Zum Abschluss als Kunsttherapeut/in an der Kunstakademie Hamburg gehört ein Berufspraktikum, in dem die Studenten/innen  selbstständig in der Kunsttherapie arbeiten.  Nach dem Praktikum wird eine Abschlussarbeit erstellt, in der Kunstakademie schriftlich abgegeben sowie mündliche vorgetragen. Daraufhin erhält der Student/in das Zertifikat zur Berufsqualifikation und kann sich dementsprechend beim Berufsverband aufnehmen lassen. Dieser hat Verträge mit einigen Krankenkassen zur Abrechnung der Kunsttherapie.

In diesen Einrichtungen sind unsere Studenten nach dem Studium tätig gewesen:

  • Asklepios Westklinikum Hamburg
  • Universitätskrankenhaus Eppendorf Hamburg
  • Autismus Institut Hamburg
  • Gemeinschaftskrankenhaus Herdecke
  • Akut-Krankenhaus Öschelbrunn
  • Medizinisches Zentrum Lahnhöhe
  • Rehaklinik Schloss Hamborn
  • Kindertagesstätte der Vereinigung Hamburger Kindertagesstätten
  • Winterhuder Werkstätten Hamburg
  • Alsterdorfer Anstalten Hamburg
  • Klinikum Elmshorn
  • Klinikum Nord-Ochsenzoll Hamburg
  • Filderklinik Stuttgart
  • Lukas Klinik Arlesheim
  • Ita Wegman Klinik Basel
  • Reha und Jugendhilfe Gutenhalden in Filderstadt
  • Klinik Havelhöhe Berlin
  • Heilpädagogisches Förderzentrum Friedrichshulde
  • Friedrich Robbe Institut Hamburg

 

Die Kunstakademie Hamburg arbeitet auf anthroposophischer Grundlage und ist Mitglied in der Europäischen Akademie für Kunsttherapie, darüber hinaus anerkannt von der Medizinischen Sektion der Freien Hochschule für Geisteswissenschaft am Goetheanum, Dornach, Schweiz.

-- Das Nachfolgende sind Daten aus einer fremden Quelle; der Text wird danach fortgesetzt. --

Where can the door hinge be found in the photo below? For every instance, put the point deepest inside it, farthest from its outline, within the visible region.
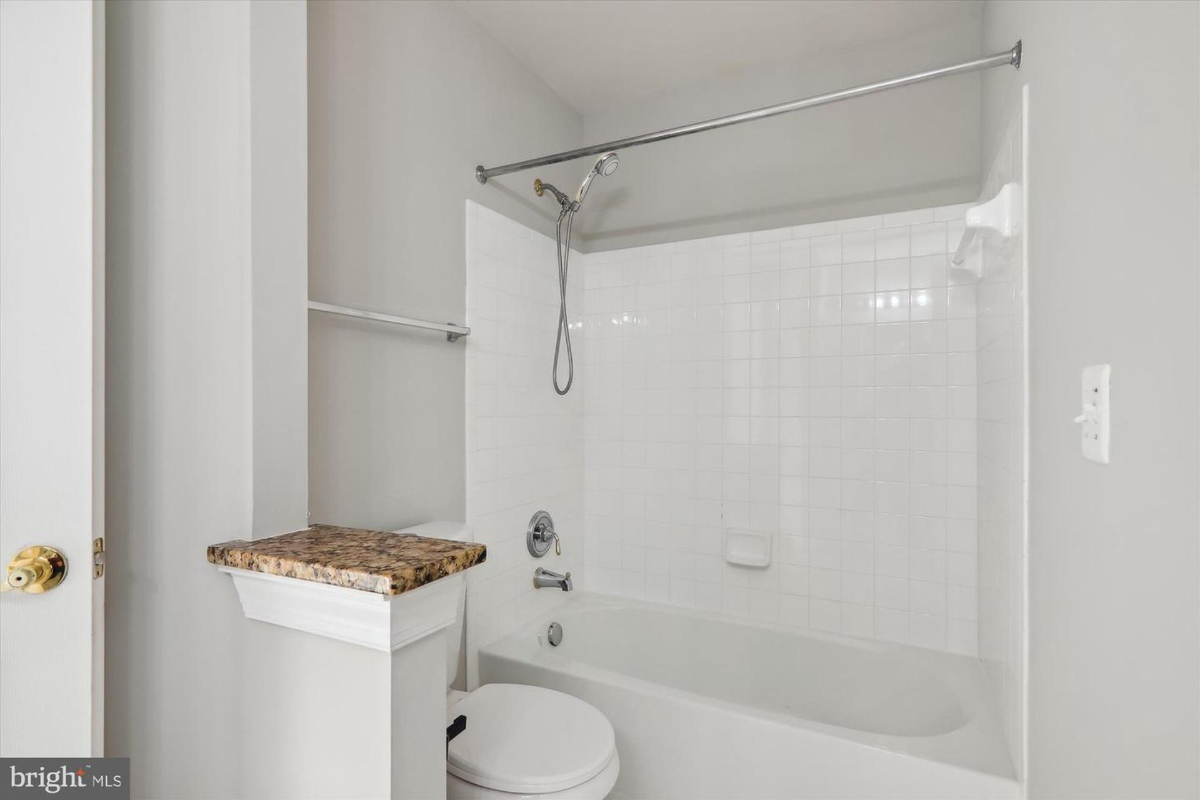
(97, 558)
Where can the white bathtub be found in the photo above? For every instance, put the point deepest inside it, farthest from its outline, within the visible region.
(709, 708)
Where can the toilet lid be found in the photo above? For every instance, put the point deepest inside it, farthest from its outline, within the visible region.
(528, 739)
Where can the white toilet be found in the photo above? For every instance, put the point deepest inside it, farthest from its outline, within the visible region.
(521, 741)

Sie arbeitet mit dem kunsttherapeutischen Berufsverband in Deutschland (BVAKT) zusammen.
Genauere Berufsrechtliche Fragen und ausfühliches Material über das Berufsbild erhalten Sie auch beim BVAKT: www.bvakt.de

Grundsätzlich regt die Anthroposophische Kunsttherapie (BVAKT)® die Selbstheilungskräfte des Patienten an, so dass dieser im schöpferischen Handeln und in der gestalterischen Auseinandersetzung seine Krankheitstendenzen erkennen, überdies ihnen selbst aktiv entgegen wirken und sie in gesunde Zukunftspotenziale verwandeln lernt.
Anwendung findet die Anthroposophische Kunsttherapie (BVAKT)® in der Behandlung, Rehabilitation und Prävention von akuten und chronischen körperlichen, psychosomatischen und psychischen Erkrankungen, Entwicklungsstörungen und biografischen Krisen sowie in der Palliativmedizin.

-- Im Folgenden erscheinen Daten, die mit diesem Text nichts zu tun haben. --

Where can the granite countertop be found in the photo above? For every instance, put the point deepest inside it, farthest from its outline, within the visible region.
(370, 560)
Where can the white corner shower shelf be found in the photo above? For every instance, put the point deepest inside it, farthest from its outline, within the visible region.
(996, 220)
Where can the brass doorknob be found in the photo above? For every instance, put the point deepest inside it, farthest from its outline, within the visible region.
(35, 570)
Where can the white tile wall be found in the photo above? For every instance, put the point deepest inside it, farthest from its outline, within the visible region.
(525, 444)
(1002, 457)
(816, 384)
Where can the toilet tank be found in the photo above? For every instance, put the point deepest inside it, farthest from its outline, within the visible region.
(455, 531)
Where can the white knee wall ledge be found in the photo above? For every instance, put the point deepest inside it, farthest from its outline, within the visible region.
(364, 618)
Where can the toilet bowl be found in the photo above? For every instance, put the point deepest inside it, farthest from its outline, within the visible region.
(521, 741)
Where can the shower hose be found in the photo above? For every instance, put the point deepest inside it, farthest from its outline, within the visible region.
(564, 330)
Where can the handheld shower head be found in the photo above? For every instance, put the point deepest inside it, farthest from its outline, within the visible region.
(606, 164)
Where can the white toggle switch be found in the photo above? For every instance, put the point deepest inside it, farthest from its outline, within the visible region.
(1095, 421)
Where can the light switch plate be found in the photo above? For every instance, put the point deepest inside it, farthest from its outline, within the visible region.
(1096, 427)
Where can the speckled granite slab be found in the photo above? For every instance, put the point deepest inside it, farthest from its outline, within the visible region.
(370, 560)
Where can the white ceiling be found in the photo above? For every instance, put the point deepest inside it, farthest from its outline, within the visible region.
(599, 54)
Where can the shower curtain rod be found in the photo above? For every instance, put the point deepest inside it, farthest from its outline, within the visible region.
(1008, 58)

Für die Anthroposophische Kunsttherapie (BVAKT)® ist damit ein umfangreiches Anwendungsspektrum beschrieben, und so wurden die in AMOS ambulant mit Anthroposophischer Kunsttherapie (BVAKT)® aller Fachbereiche behandelten Patienten wegen jeglicher Haupterkrankung durch einen Arzt für Anthroposophische Medizin überwiesen.
Bei Patienten aller Altersgruppen verbesserten sich chronische Krankheitsbeschwerden und die Lebensqualität langfristig. Die deutliche Besserung verstärkte sich während der Langzeitbeobachtung, obwohl die Therapie im Schnitt nur vier Monate dauerte. Bis zu 85% der Patienten erfuhren eine Besserung ihrer Beschwerden. Dementsprechend ist die Zufriedenheit der Patienten mit der Therapie hoch.